Les noirceurs que j’ai essuyées sont aussi publiques et aussi incontestables que le reste ; mais il est incontestable aussi que je ne les ai pas méritées, que je dois plaindre celui[2] qui s’y abandonne, et lui pardonner, puisqu’il a su s’honorer de vos bontés, et vous cacher les scélératesses dont il est coupable. C’est pour la dernière fois que je parlerai de sa personne[3] ; pour ses ouvrages, je n’en ai jamais parlé. Je souhaite qu’il devienne digne de votre bienveillance. Il me semble qu’il n’y a que des hommes vertueux qui doivent être admis dans votre commerce. Pour moi, j’oublierai les horreurs dont cet homme m’accable tous les jours si je peux obtenir votre indulgence.

J’ai l’honneur d’être, monsieur, avec tous les sentiments respectueux que j’ai toujours eus pour vous, etc.

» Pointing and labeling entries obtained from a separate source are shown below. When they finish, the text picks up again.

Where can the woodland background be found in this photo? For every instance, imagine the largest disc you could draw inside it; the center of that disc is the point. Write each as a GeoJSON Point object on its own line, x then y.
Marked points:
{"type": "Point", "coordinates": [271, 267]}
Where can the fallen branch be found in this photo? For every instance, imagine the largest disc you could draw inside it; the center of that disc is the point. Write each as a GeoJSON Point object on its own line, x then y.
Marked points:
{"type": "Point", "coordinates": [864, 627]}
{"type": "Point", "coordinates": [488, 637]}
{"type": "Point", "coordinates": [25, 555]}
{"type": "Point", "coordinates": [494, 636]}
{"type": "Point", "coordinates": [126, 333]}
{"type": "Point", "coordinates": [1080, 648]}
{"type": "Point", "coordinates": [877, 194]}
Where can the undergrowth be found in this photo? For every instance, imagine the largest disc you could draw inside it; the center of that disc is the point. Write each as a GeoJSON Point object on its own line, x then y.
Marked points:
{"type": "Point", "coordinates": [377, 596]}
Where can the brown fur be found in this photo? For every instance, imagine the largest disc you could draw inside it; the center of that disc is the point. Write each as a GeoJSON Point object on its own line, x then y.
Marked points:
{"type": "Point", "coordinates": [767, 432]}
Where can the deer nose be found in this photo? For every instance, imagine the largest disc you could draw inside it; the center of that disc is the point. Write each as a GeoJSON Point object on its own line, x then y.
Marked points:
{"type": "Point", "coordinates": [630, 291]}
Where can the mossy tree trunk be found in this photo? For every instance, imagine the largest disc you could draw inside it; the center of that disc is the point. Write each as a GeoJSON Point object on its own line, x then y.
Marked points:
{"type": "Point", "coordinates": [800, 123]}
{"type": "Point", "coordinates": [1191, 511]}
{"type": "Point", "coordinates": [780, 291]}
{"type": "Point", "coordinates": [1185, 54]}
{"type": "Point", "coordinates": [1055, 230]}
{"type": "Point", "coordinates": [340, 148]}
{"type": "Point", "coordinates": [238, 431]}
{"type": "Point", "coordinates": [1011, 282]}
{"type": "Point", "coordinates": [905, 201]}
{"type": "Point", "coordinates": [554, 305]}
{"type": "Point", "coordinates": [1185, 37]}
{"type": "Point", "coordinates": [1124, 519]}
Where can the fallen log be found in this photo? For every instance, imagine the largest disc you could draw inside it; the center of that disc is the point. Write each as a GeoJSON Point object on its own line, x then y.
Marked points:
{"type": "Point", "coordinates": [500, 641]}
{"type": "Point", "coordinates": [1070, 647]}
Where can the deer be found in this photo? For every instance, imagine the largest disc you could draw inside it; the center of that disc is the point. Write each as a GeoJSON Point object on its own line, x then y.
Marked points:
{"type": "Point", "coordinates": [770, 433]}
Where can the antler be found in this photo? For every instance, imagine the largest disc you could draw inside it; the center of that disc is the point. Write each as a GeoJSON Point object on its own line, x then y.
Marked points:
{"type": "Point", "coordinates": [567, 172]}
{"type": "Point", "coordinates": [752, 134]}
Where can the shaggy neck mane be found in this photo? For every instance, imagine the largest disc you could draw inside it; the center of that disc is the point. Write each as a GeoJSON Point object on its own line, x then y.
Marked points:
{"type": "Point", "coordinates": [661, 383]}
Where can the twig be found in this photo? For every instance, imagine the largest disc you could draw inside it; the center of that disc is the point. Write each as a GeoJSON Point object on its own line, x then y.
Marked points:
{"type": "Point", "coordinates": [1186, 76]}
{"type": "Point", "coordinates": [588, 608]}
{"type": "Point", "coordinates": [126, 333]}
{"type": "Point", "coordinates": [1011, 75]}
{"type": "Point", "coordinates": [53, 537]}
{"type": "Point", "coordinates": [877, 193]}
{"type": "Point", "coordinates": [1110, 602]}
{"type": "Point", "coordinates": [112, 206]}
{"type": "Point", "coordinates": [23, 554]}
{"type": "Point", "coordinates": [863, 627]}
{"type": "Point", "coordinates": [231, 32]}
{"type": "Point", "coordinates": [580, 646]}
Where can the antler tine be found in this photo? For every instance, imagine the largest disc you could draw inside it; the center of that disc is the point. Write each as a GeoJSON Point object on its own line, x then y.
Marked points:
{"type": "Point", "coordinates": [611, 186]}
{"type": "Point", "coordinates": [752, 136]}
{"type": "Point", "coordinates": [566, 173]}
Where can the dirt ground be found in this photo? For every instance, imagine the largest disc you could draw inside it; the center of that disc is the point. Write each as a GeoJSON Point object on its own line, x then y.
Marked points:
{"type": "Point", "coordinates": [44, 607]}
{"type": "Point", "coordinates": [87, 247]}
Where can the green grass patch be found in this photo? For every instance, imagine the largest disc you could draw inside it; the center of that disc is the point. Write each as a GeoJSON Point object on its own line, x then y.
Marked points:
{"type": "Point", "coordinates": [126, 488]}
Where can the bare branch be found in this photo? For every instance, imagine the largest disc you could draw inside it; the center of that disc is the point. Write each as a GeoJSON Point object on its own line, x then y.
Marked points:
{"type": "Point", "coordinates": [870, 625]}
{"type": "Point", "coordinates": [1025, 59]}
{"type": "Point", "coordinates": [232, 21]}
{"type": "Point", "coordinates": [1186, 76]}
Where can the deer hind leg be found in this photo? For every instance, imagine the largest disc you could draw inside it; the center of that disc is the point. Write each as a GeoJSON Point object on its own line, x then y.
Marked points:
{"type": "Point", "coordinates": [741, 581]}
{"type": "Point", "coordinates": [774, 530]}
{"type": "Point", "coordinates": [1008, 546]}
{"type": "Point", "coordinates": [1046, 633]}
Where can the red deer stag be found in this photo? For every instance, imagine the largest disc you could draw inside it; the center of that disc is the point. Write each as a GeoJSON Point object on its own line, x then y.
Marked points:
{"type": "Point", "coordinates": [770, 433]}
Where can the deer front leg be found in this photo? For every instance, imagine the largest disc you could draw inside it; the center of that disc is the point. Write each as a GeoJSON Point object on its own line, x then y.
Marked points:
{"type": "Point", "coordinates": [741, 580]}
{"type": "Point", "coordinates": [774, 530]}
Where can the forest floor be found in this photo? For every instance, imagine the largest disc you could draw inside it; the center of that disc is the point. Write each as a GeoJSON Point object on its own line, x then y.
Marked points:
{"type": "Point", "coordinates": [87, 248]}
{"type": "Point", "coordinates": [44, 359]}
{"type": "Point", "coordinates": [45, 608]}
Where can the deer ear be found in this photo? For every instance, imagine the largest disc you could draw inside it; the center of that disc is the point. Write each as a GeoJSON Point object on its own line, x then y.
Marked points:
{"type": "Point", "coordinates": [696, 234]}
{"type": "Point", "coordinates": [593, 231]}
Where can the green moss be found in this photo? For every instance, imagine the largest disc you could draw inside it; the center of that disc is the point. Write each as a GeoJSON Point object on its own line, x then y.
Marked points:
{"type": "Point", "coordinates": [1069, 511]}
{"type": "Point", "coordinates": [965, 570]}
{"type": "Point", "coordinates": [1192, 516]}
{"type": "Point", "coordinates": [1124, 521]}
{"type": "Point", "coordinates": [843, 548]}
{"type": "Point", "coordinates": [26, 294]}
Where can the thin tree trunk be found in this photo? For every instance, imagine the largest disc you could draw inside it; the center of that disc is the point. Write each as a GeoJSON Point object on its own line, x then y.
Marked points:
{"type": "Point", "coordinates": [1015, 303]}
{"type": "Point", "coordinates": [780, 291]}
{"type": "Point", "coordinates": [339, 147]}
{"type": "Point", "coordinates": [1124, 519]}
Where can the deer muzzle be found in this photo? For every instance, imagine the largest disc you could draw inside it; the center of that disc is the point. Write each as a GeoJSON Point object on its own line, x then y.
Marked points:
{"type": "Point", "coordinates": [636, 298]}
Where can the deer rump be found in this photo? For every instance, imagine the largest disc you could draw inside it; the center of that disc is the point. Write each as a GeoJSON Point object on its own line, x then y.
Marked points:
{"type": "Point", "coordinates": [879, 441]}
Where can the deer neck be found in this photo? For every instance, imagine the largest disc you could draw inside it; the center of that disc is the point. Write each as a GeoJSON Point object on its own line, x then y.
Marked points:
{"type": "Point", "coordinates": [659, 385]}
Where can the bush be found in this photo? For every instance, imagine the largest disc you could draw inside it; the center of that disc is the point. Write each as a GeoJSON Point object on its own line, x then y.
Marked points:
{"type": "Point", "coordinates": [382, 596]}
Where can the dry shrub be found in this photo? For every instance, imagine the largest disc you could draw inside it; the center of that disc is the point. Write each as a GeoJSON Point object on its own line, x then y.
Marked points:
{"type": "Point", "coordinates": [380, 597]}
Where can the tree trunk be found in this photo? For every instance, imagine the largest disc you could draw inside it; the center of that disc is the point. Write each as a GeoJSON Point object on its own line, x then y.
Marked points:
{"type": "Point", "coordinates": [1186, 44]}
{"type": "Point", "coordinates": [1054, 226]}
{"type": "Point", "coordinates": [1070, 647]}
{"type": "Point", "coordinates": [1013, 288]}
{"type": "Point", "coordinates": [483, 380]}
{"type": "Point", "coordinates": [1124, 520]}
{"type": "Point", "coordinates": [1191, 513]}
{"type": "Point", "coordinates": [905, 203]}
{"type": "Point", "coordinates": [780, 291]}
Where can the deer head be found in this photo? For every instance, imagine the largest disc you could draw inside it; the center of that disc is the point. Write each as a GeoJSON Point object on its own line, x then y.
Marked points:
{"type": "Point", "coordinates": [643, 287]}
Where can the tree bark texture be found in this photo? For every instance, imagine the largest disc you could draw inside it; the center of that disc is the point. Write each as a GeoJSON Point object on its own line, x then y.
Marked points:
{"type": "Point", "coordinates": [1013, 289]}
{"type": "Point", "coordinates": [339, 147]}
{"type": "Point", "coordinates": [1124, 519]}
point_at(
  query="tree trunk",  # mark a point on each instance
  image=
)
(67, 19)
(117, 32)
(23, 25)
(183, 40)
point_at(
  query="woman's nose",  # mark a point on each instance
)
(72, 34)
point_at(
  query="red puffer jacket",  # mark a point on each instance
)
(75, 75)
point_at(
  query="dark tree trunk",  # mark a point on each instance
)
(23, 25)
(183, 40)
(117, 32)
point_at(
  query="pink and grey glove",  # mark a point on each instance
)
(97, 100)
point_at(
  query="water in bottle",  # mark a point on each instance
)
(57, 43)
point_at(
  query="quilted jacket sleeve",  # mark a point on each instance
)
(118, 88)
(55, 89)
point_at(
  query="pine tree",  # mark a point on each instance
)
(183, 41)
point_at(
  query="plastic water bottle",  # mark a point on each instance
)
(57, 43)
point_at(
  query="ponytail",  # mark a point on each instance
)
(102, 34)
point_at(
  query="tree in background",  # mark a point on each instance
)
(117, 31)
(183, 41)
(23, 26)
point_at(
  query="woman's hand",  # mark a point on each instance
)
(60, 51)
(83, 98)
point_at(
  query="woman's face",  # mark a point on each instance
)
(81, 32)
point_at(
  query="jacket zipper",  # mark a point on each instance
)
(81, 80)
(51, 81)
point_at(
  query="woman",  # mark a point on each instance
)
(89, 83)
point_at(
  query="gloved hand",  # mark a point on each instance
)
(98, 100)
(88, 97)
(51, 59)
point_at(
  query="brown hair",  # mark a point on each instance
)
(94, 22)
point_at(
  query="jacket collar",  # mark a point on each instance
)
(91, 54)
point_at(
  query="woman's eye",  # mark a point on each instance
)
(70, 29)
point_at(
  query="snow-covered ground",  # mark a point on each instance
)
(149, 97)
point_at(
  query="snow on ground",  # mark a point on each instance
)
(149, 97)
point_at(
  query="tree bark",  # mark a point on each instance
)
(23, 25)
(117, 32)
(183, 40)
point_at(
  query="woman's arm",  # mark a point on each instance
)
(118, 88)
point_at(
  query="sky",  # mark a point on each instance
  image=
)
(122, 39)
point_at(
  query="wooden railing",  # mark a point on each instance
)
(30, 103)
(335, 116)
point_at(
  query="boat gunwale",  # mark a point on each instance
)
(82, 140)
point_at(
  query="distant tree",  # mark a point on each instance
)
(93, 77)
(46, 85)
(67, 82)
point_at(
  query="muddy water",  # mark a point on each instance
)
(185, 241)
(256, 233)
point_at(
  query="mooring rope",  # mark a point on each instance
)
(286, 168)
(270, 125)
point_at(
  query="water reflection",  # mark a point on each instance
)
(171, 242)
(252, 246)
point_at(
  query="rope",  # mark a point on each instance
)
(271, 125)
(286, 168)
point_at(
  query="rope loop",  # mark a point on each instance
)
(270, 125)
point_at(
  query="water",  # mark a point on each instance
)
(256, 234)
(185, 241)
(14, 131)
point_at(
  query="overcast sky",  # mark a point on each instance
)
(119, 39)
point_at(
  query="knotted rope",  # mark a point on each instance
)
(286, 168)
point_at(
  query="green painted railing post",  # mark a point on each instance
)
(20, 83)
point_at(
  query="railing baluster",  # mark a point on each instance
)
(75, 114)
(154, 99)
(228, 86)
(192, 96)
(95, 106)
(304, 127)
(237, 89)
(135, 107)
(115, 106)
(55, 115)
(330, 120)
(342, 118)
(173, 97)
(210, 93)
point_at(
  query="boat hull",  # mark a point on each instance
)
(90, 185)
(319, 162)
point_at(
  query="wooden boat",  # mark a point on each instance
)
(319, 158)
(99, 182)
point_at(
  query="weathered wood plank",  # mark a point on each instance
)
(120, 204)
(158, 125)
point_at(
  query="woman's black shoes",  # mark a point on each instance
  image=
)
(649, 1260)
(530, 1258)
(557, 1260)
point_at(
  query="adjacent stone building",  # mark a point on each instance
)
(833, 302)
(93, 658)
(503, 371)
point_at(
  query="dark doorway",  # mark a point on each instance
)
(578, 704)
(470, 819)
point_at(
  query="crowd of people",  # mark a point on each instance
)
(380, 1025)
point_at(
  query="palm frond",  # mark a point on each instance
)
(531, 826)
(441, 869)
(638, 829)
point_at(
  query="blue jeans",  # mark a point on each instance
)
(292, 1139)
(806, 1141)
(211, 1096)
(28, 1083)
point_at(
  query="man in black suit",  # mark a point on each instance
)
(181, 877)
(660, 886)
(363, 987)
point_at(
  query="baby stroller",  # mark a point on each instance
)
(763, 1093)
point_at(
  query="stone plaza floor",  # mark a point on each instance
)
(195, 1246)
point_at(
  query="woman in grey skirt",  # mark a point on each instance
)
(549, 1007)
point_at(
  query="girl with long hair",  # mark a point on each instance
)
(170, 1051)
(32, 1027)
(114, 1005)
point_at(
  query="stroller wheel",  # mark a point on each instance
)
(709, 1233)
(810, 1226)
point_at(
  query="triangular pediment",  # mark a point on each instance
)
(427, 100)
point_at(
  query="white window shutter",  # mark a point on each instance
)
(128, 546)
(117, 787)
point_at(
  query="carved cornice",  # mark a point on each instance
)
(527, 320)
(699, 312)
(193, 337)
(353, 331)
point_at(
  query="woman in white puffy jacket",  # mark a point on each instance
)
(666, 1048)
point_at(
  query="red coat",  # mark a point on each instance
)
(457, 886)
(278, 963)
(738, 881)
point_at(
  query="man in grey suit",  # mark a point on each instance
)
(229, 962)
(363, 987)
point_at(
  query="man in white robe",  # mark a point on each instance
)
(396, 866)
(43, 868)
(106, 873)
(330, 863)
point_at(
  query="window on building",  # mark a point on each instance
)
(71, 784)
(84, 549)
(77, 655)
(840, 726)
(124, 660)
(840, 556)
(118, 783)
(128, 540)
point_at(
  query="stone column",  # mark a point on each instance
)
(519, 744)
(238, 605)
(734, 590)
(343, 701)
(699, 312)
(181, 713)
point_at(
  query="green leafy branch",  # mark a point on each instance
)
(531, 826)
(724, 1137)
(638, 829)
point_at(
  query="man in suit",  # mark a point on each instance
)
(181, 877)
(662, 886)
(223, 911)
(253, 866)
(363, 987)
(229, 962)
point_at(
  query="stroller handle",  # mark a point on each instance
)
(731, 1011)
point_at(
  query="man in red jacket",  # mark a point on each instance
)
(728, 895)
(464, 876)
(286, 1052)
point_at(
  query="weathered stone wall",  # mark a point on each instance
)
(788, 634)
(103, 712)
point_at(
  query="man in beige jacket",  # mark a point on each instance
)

  1. Voltaire avait mis dans sa première édition du Temple du Goût quatre vers très-flatteurs pour M. le comte de Caylus. La modestie du comte en fut blessée, et il en témoigna son mécontentement à l’auteur, l’invitant à supprimer cet éloge dans les éditions suivantes. Voici les vers :

    Caylus ! tous les arts te chérissent ;
    Je conduis tes brillants desseins,
    Et les Raphaëls s’applaudissent
    De se voir gravés par tes mains.

    À ces vers Voltaire substitua le suivant :

    Brassac, chantez ; gravez, Caylus.

    Voyez la lettre du comte de Caylus, n° 341.

  2. L’abbé Desfontaines.
  3. Voltaire n’a pas tenu parole, comme on sait ; voyez tome XXIII, pages 25, 27.